Three films ask, who has a right to the great outdoors and who is excluded from it?
‘Urban’ as a byword for blackness sits uneasily with some, yet it is rooted in the fact that non-whites account for only one percent of visitors to national parks despite making up 13% of the national population. The pandemic’s restrictions on foreign travel brought up issues about a sense of alienation in the countryside, with some black visitors feeling like the flies in the milkbowl – discriminated against or at least unsure as to how they’ll be treated in areas with a perceived reverence for tradition.

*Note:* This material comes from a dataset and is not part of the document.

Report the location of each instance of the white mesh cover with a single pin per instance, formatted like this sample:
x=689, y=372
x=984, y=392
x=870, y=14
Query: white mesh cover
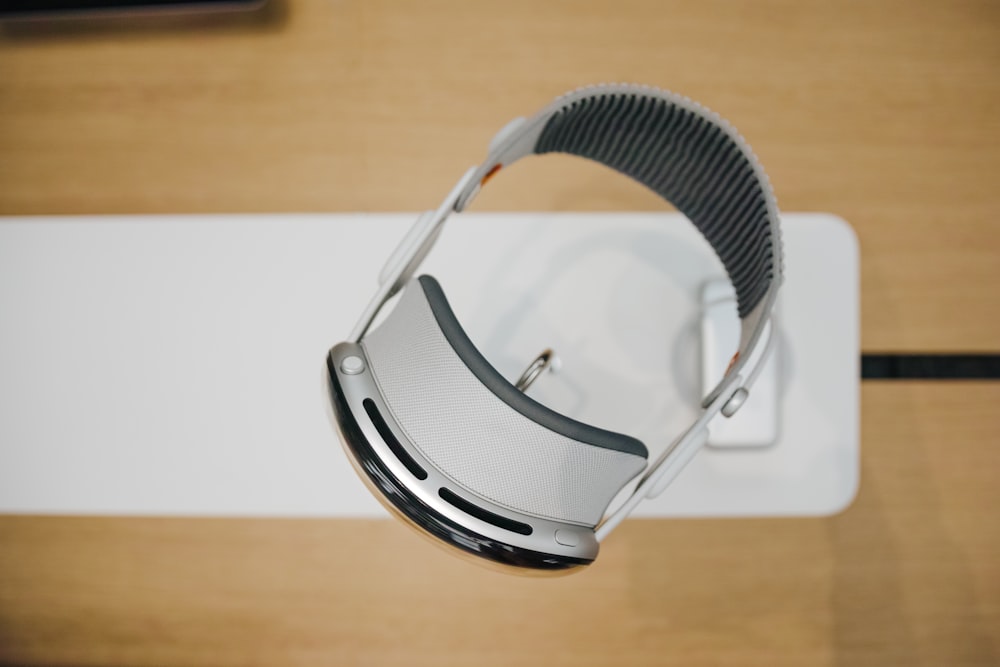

It is against this background that the Independent Cinema Office commissioned Right of Way as part of a touring film project, some archival and some specific to the project, celebrating the history and legacy of the National Trails in England. At London’s LUX, three short films by Dan Guthrie, Arjuna Neuman and Ufuoma Essi explore representations of blackness in the English rural landscape. Guthrie and Essi’s films don’t directly address the national debate over land rights and access, but focus purely on racial alienation in the countryside. And yet all three inevitably ask, who has a right to the great outdoors and who is excluded from it?
In Dan Guthrie’s Black Strangers, the artist is in ‘conversation’ with a man – also called Daniel – who was buried in Nympsfield in 1719, and is described in a bishop’s transcript as ‘a black stranger’. In the film, Guthrie is shown walking in a wood as he speaks to this deceased Daniel via softly spoken voiceover. He speculates over their physical similarities, and whether anyone was “there for him”, a question that suggests racism and isolation are issues that go back centuries. Did his experience mirror that of Guthrie’s, whose presence (sans dog and poo bag) in this rural landscape draws suspicion? “I don’t know you, Daniel, but I really want to know you,” Guthrie says. He searches for his namesake in these woods where the continuity of the landscape offers a connection between them. Guthrie recounts the hounding he gets from go-back-to-where-you-come-from chauvinists.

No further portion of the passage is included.